Defendants argued that their only tie to Delaware was the fact that they were incorporated here and that the case law provides for transfer where that is the only link to the forum. Id. at 3. The Court found the cases relied on by defendants distinguishable, however, since in those cases there was also simultaneous litigation proceeding in the transfer district, and there is no such parallel litigation here. Id. at 4.

In a continuing trend in D. Del. transfer opinions, the Jumara factors related to location of witnesses and documents are becoming less important to the analysis. The Court has held that party-witnesses such as employees "are presumed willing to testify at trial" and therefore are not part of the analysis. Id. at 5. And even in the case of third-party witnesses, "a flight to Delaware is not an onerous task warranting transfer." Id. Finally, in this age of electronic discovery, the location of documents becomes almost irrelevant. Id.

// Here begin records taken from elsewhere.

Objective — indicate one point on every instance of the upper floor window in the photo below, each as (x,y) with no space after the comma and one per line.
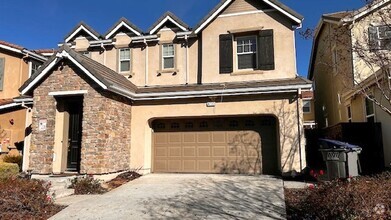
(253,51)
(380,37)
(34,67)
(349,110)
(370,111)
(168,56)
(124,60)
(307,106)
(247,52)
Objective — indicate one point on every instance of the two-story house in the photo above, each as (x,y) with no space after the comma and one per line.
(222,97)
(16,65)
(347,50)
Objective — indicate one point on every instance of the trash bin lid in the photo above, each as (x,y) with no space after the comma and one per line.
(334,144)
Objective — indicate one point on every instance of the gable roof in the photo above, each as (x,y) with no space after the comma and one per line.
(105,77)
(110,80)
(123,22)
(168,16)
(296,17)
(81,26)
(340,18)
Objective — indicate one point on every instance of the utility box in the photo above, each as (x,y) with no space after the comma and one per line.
(341,159)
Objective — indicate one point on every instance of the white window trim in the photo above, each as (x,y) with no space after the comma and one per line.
(170,56)
(120,60)
(236,54)
(309,101)
(366,113)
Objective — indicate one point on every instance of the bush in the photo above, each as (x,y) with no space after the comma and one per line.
(25,199)
(14,159)
(8,170)
(361,198)
(87,185)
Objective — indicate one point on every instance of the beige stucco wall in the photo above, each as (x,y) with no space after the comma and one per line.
(282,109)
(10,134)
(362,68)
(16,72)
(331,79)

For a copy of the opinion see here.

Posted On: August 1, 2008

Judge Sleet Reports on the District of Delaware "State of the Court"

At the recent annual luncheon held by the Delaware chapter of the Federal Bar Association, Judge Sleet presented on the "state of the court." As part of his presentation, the Court provided attendees with a copy of the first "Annual Report of the United States District Court for the District of Delaware 2008." The report provides a number of interesting statistics on the continuing growth in case load and patent filings.

In 2007, 19% of civil case filings in the district were for patent cases. Delaware held 17 patent trials in 2007, 8 of which were bench trials. The total number of patent trials in Delaware during 2007 was nearly 20% of the total held nationwide. The District of Delaware continues to be first in the country for number of patent cases per judge. Finally, 157 patent cases were filed in this district last year, up from 139 in 2006.

Despite all of the discussions regarding a downturn in patent filings nationwide, patent litigation continues to grow and thrive in the District of Delaware!